In The mountain, Suisse 1936-1937, oil on canvas, The MET

The mountain 
The Niederhorn (1,963m - 6,640ft) is a peak of the Emmental Alps in the Bernese Oberland near Beatenberg. It is the peak farthest west in the Güggis ridge. From its summit one can see Lake Thun and the entire Bernese Alps. An aerial cable car to the summit was completed in 1946 with a restaurant and children's playground at the top. Today the summit can be reached by the Seilbahnen Beatenberg-Niederhorn, a more modern gondola lift that runs from the village of Beatenberg, where it connects with the Thunersee–Beatenberg Bahn, a funicular with connections to the shipping services on Lake Thun.
Source:

The painter 
Balthusz Klossowski de Rola, known as Balthus, was born 29 February 1908 in Paris. He is the second son of painter and art historian, Erich Klossowski (1875-1946), and Elizabeth Dorothea Spiro (1886-1969), called Baladine. His older brother is the writer and artist Pierre Klossowski (1905-2001). Involved in the artistic circles of Montparnasse at the beginning of the century, Erich and Dorothea associated with Pierre Bonnard, Julius Meier-Graefe, Wilhelm Uhde, and Rainer Maria Rilke.
Throughout his career, Balthus rejected the usual conventions of the art world. He insisted that his paintings should be seen and not read about, and he resisted any attempts made to build a biographical profile. A telegram sent to the Tate Gallery as it prepared for its 1968 retrospective of his works read: "NO BIOGRAPHICAL DETAILS. BEGIN: BALTHUS IS A PAINTER OF WHOM NOTHING IS KNOWN. NOW LET US LOOK AT THE PICTURES. REGARDS. B."
Source:
- Fonds Balthus

The MET notice about the painting
Painting in his austere Paris studio, Balthus imagined and depicted in this monumental canvas an escape from the congested city to the open landscape of Niederhorn Mountain, near Beatenberg, Switzerland.
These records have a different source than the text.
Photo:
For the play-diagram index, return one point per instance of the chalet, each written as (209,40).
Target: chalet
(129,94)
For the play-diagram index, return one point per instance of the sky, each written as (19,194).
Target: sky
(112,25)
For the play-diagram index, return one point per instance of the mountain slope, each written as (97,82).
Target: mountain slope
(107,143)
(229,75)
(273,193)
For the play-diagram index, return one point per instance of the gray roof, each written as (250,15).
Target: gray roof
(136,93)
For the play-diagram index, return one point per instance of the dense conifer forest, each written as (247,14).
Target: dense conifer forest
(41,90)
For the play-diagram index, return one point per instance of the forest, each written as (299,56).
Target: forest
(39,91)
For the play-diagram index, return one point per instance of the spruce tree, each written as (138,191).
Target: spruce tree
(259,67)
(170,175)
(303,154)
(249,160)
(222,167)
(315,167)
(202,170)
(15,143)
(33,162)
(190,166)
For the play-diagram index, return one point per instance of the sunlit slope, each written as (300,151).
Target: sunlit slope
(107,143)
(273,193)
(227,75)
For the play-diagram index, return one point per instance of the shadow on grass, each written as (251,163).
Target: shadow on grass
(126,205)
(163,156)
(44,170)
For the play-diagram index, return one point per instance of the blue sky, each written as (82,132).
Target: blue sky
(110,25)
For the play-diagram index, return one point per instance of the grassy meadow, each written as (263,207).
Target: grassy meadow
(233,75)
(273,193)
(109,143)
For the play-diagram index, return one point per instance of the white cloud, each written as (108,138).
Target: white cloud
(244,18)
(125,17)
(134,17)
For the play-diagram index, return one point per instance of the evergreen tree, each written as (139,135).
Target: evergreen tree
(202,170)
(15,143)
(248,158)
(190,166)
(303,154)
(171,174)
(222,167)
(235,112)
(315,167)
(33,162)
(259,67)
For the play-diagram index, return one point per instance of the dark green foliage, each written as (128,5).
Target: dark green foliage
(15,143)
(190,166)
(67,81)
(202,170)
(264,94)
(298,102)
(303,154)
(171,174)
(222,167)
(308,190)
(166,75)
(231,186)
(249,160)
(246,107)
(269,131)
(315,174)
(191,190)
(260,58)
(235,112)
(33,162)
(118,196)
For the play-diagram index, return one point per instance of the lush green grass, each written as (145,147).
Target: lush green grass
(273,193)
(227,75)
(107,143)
A hiking party of seven explores the mountainous terrain together, yet the figures are strangely isolated from one another, a persistent characteristic of Balthus’s work. The figure’s disparate poses and activities—walking, stretching, kneeling, and sleeping—heighten their detachment and enhance the scale and remoteness of the landscape. Invoking life in summer, The Mountain is one in an abandoned series of four canvases meant to symbolize the seasons.